In Astrophotography, when shooting star trails with long exposure, the Polaris, or the North Star, sits at the center of the star trail, always pointing to the true north. In ancient times, it is the star that guides the directions for travelers.

Table of Content

1 - Motivation: LLMs as future-generation computation platform

We study complex reasoning for two reasons:

As mentioned above, complex reasoning is the key differentiator that marks the differences between small and large models, as is discussed by GPT-4 release post.
Complex reasoning is a core ability that makes it possible for the model to become the next-generation operating system.
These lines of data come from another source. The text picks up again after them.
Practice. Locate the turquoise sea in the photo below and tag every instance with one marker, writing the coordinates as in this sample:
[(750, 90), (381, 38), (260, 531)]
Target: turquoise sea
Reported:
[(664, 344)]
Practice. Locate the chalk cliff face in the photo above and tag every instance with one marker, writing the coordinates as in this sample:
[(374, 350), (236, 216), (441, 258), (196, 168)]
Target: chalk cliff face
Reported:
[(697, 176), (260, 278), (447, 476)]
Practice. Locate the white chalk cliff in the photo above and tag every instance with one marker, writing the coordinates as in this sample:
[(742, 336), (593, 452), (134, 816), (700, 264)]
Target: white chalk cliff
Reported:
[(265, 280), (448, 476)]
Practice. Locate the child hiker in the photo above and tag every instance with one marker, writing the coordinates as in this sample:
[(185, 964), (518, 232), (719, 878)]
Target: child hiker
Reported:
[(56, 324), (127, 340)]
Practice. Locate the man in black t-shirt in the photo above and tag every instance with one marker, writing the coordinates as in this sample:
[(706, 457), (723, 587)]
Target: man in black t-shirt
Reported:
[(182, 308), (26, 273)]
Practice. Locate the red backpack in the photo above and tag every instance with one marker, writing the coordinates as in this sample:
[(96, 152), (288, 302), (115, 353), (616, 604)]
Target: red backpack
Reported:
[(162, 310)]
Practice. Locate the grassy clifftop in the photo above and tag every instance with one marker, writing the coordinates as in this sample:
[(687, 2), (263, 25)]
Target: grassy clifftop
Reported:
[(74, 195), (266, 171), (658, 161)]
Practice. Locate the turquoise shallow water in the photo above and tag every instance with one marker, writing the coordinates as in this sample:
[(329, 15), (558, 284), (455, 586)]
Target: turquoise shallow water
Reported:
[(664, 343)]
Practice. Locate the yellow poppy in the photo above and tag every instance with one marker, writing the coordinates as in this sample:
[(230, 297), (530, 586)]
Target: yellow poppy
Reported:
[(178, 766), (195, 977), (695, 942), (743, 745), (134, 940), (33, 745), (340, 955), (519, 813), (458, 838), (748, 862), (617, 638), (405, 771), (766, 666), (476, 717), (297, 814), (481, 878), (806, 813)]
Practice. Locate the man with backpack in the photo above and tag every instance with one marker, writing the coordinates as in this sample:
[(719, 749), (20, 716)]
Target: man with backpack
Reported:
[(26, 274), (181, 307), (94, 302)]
The vision to make language models the next-generation operating system is particularly interesting because it opens countless possibilities for building new applications and creating a language model based computational ecosystem (probably even larger opportunities than super apps like ChatGPT). The ability of complex reasoning serves as the foundation because if we want the model to become a new OS, it needs to be able to complete complex instructions through interactions with tools, users, and all elements of the outside environment.

This post studies how to train models of strong complex reasoning, how to do prompt engineering to fully release the model’s reasoning ability, and how to evaluate the models’ reasoning performance. The content of this post is divided as:

In section 2, we discuss existing recipes for building language models with strong abilities for complex reasoning. The recipe for complex reasoning is similar to the recipe for generic LLM development, consisting of three stages: continue training, instruction finetuing, and reinforcement learning. We further discuss the intriguing alignment between coding and reasoning.
In section 3, we discuss prompt engineering techniques for complex reasoning. When language models become new-generation operating system kernels, prompt engineering/ in-context learning will become new-generation shell-scripting.
In section 4, we discuss how to evaluate the reasoning abilities of large language models. We introduce chain-of-thought hub, a suite of 100+ reasoning tasks that clearly marks the differences of large v.s. small models. We highlight the promising performance of LLaMA 65B, which we view has a very strong potential as a base model for reproducing ChatGPT-3.5.